Question

The average weight of $8$ person’s increase by $2.5{\text{kg}}$ when a new person comes in the place of one of them weighing $65{\text{kg}}$. What might be the weight of the new person?
A. $76{\text{kg}}$
B. $76.5{\text{kg}}$
C. $85{\text{kg}}$
D. \[{\text{data inadequate}}\]
E. none of these.

Answer 1

Hint: Let us take the individual weights of $8$ persons as ${w_1},{w_2},{w_3},...........{w_8}$ is given by $\dfrac{{{w_1} + {w_2} + {w_3} + ...........{w_8}}}{8}$. Then according to the given data form the equation.

Complete step-by-step answer:
Here we are given in the question that the average weight of $8$ person’s increase by $2.5{\text{kg}}$ when a new person comes in the place of one of them weighing$65{\text{kg}}$ and we need to find what might be the weight of the new person.
So let the weight of the $8$ persons be ${w_1},{w_2},{w_3},...........{w_8}$
Let $W$ be the weight of the new person which comes at place of one of the person whose weight is $65{\text{kg}}$
Let us suppose that $W$ comes in the place of ${w_5}$
So we can say that ${w_5} = 65{\text{kg}}$
Let us assume that initial mean of all the persons be $A$
So we can say that
$A = \dfrac{{{w_1} + {w_2} + {w_3} + ...........{w_8}}}{8}$
We know that ${w_5} = 65{\text{kg}}$
$\Rightarrow$ $A = \dfrac{{65 + {w_1} + {w_2} + {w_3} + {w_4} + {w_6} + {w_7} + {w_8}}}{8}$
$\Rightarrow$ ${w_1} + {w_2} + {w_3} + {w_4} + {w_6} + {w_7} + {w_8} = 8A - 65$$ - - - - (1)$
Now for the 2nd case we can say that the mean is increased by $2.5$
So we can write that
$\Rightarrow$ $A + 2.5 = \dfrac{{{w_1} + {w_2} + {w_3} + {w_4} + W + {w_6} + {w_7} + {w_8}}}{8}$
$\Rightarrow$ ${w_1} + {w_2} + {w_3} + {w_4} + {w_6} + {w_7} + {w_8} + W = 8(A + 2.5)$$ - - - - - (2)$
Subtracting the equation (1) and (2) we get that
$
   - W = 8A - 65 - 8A - 20 = - 85 \\
\Rightarrow W = 85{\text{kg}} \\
 $
Hence we get that the weight of the new person is $85{\text{kg}}$.
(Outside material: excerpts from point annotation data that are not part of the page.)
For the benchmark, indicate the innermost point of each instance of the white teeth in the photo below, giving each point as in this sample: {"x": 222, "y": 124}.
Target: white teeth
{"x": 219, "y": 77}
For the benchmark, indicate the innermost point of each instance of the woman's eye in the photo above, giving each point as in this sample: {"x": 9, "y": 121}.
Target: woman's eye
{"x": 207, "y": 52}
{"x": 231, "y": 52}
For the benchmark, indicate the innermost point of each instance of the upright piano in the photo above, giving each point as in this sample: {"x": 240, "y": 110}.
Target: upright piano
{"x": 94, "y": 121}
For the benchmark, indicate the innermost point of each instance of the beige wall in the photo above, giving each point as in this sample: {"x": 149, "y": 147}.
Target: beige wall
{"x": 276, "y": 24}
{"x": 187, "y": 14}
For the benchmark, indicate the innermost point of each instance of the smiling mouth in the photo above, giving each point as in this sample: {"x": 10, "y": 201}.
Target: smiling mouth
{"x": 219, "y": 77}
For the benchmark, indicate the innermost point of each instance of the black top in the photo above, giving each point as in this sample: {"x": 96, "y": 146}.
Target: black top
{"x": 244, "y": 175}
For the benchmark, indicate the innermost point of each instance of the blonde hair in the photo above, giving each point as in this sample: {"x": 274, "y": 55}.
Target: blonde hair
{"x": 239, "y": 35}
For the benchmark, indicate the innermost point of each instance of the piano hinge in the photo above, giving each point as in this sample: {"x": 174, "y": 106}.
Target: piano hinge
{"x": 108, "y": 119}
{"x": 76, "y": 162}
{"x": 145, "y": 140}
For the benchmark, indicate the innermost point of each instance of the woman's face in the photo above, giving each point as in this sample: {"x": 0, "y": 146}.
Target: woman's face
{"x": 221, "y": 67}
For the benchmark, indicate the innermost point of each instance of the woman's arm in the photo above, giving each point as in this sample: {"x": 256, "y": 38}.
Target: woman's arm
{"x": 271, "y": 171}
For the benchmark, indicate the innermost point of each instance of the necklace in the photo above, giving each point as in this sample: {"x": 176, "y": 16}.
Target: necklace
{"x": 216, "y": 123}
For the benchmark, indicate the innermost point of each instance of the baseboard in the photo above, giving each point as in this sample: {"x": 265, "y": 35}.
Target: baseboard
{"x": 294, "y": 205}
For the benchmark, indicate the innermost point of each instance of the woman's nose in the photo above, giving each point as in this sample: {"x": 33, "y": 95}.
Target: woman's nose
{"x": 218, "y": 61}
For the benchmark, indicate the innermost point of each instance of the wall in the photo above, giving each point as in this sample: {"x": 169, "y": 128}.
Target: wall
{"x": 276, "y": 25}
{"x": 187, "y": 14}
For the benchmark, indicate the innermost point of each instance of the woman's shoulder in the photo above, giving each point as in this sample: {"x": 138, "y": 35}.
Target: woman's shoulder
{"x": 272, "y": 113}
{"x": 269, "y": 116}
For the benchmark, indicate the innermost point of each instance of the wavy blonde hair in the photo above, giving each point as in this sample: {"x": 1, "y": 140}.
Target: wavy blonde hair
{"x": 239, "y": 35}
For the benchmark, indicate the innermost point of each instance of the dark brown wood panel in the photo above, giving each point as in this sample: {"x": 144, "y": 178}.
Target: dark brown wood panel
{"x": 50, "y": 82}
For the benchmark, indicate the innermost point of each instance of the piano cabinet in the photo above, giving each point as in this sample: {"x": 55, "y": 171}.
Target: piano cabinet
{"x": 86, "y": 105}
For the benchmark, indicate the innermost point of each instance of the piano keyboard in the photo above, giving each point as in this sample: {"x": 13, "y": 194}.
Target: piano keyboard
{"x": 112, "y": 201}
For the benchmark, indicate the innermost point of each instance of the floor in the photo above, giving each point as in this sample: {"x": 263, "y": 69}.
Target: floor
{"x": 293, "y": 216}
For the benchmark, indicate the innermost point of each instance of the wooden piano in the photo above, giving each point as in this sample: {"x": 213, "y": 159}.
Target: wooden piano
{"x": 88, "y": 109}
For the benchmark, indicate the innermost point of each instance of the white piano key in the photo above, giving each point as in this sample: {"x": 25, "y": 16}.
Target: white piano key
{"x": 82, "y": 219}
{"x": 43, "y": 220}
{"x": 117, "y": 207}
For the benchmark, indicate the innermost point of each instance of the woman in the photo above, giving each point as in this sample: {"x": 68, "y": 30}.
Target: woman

Note: If we are replacing any number by the other number which is greater than the initial number then we can also say that new mean will also increase than the initial mean or if the number is lesser than the initial one then we will get the mean also lesser than the initial mean.